Mr. BECK. I am sorry, Mr. Carey, I don't know whether there was a student there or not. There may have been. I know there was someone who had been a social worker. There was someone who had been a teacher. But their income at the present time, and this was reviewed by regional OEO after this article appeared in the press, was clearly below the OEO standard. · In other words, there was $3,000 for a family of four with $600 additional income for each additional child.

Mr. CAREY. Are these people capable of earning more money if they chose to work instead of spending their time demonstrating?

Mr. BECK. Mr. Carey, I can't really give you an honest answer to that. Whether a person is capable of earning more money I think is a matter of judgment; my own judgment would be yes, if they had organized themselves differently, if they had a different view of themselves in society they would be capable of earning more money.

But these were people whose life experience led them to the act. I would yield to no one in my scorn of such behavior, and yet I certainly believe they were entitled to legal defense, and that they should have, when they appear in court, the same legal defense that any other citizen should have.

Mr. CAREY. I am not against the theory of a legal defense. I am strongly committed to the historical presumption of innocence on behalf of anyone.

But I want to see to it that we refine the language and guidelines, whatever else we have to do by regulation, in this act and other acts, to make certain that we do not use Federal funds in such a way that we give a color of approval to this kind of happening.

My deep concern is that by doing so we may implant in the minds of young and impressionable people that this is acceptable behavior, that even the Federal Government thinks it is worthy of some degree of respectable assistance.

I think the importance here is to find out whether or not, by personal choice, a man places himself in the poverty category.

If he is a teacher, I would like to see him teaching and earning money doing the teaching, because we need more teachers than demonstrators today.

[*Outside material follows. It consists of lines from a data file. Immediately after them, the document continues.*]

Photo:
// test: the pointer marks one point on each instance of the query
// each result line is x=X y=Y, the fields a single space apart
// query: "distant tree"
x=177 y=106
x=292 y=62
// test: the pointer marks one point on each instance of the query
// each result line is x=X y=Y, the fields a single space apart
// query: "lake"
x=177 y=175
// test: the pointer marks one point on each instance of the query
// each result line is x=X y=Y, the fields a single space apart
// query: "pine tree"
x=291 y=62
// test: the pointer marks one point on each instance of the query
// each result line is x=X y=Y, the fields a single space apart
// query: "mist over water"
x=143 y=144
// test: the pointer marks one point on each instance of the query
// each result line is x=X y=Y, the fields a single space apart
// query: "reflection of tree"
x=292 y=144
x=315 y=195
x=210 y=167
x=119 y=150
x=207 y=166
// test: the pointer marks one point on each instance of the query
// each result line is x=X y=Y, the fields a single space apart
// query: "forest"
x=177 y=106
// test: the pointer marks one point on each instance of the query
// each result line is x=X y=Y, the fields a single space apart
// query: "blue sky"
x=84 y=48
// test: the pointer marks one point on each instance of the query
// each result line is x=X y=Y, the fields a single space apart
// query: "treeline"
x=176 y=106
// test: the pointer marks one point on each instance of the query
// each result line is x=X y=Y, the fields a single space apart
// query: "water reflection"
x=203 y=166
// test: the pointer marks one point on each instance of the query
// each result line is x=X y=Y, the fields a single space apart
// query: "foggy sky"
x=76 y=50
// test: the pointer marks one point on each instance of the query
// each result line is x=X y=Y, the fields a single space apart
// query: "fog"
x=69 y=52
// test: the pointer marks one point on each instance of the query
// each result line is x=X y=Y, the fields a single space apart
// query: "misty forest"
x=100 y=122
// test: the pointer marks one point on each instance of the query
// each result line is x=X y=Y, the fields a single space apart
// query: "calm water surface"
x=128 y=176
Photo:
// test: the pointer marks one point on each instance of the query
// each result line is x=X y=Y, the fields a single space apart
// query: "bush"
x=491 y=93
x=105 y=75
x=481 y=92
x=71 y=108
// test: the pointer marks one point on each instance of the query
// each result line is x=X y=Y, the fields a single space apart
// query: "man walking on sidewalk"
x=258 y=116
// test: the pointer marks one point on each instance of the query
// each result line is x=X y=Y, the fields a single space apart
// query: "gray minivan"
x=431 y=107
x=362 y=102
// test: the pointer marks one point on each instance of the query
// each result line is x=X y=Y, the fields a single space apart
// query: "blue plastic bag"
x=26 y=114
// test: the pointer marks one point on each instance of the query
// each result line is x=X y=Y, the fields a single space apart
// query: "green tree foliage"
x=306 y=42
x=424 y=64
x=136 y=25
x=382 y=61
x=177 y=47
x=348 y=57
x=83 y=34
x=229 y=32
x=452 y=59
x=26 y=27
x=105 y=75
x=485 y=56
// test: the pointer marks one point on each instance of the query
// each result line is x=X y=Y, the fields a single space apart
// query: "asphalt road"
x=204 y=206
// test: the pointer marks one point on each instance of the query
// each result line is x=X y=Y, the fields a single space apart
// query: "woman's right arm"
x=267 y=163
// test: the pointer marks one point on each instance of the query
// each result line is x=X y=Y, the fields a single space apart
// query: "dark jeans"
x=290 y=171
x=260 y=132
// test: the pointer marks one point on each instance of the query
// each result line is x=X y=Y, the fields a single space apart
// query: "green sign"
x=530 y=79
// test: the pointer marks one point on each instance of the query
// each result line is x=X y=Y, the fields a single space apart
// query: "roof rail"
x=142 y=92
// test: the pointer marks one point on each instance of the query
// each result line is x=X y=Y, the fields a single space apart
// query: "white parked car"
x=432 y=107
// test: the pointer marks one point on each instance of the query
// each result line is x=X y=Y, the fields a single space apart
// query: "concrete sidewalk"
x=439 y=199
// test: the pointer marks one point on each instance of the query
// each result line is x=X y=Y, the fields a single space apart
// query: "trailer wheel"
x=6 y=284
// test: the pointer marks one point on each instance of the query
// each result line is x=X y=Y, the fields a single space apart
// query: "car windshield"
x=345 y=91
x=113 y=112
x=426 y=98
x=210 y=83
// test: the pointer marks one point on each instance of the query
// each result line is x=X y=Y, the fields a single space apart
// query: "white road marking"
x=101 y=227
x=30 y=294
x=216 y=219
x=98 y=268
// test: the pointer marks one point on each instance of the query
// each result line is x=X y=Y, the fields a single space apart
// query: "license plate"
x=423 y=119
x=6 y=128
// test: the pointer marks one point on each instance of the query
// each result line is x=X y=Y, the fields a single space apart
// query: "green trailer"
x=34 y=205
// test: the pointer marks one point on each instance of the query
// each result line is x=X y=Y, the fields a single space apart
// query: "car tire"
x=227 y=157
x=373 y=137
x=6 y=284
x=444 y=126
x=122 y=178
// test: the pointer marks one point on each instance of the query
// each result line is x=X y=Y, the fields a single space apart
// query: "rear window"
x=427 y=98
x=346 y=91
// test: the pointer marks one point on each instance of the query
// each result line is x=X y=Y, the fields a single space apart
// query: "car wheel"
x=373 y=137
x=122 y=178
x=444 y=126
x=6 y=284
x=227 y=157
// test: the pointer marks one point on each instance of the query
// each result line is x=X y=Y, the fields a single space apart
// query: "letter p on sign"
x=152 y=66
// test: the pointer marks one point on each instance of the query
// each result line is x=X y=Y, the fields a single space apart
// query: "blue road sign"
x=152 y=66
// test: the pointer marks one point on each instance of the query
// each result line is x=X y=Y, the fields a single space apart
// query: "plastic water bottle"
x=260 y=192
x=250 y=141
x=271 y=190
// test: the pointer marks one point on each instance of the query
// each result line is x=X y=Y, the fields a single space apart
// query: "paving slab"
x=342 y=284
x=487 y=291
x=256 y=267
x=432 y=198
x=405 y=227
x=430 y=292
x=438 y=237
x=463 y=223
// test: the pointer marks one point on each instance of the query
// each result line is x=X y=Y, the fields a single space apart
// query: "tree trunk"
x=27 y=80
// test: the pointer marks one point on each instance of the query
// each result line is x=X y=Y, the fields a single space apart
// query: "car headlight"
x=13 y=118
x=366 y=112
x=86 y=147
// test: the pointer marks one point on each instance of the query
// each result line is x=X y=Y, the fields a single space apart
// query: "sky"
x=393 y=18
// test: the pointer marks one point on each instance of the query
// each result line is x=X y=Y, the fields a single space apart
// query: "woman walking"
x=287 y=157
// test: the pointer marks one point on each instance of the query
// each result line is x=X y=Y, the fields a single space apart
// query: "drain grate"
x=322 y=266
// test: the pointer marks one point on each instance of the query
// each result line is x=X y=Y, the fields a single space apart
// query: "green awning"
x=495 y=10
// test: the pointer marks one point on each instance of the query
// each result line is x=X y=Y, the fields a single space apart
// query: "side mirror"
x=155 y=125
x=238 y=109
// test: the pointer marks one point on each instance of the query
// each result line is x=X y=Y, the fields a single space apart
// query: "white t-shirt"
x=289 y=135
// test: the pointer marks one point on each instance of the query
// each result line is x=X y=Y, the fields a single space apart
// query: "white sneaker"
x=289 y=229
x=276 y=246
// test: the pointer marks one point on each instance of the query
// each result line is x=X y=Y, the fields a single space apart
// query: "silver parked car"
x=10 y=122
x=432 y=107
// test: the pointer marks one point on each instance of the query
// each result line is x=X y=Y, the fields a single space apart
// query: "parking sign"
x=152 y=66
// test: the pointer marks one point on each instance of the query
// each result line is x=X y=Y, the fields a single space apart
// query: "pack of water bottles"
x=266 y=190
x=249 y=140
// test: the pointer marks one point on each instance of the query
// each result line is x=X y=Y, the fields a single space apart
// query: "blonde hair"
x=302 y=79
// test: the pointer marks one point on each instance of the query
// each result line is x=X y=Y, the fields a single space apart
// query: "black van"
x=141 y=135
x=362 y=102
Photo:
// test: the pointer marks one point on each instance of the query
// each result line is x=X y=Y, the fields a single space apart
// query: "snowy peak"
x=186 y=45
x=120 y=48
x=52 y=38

I am not against the demonstration, but anyone who has the high calling of teacher I think should be in that profession and doing a job. That would also apply to one who is a trained social worker. A trained social worker or a trained teacher who is earning less than $3,000 a year, who places himself in the poverty category, leads me to believe that maybe we better refine our language so that we really help those who are not capable of helping themselves, but not make the poverty program or the delinquency program a refuge for those who are experimenting with their own lives in some form of technique such as this.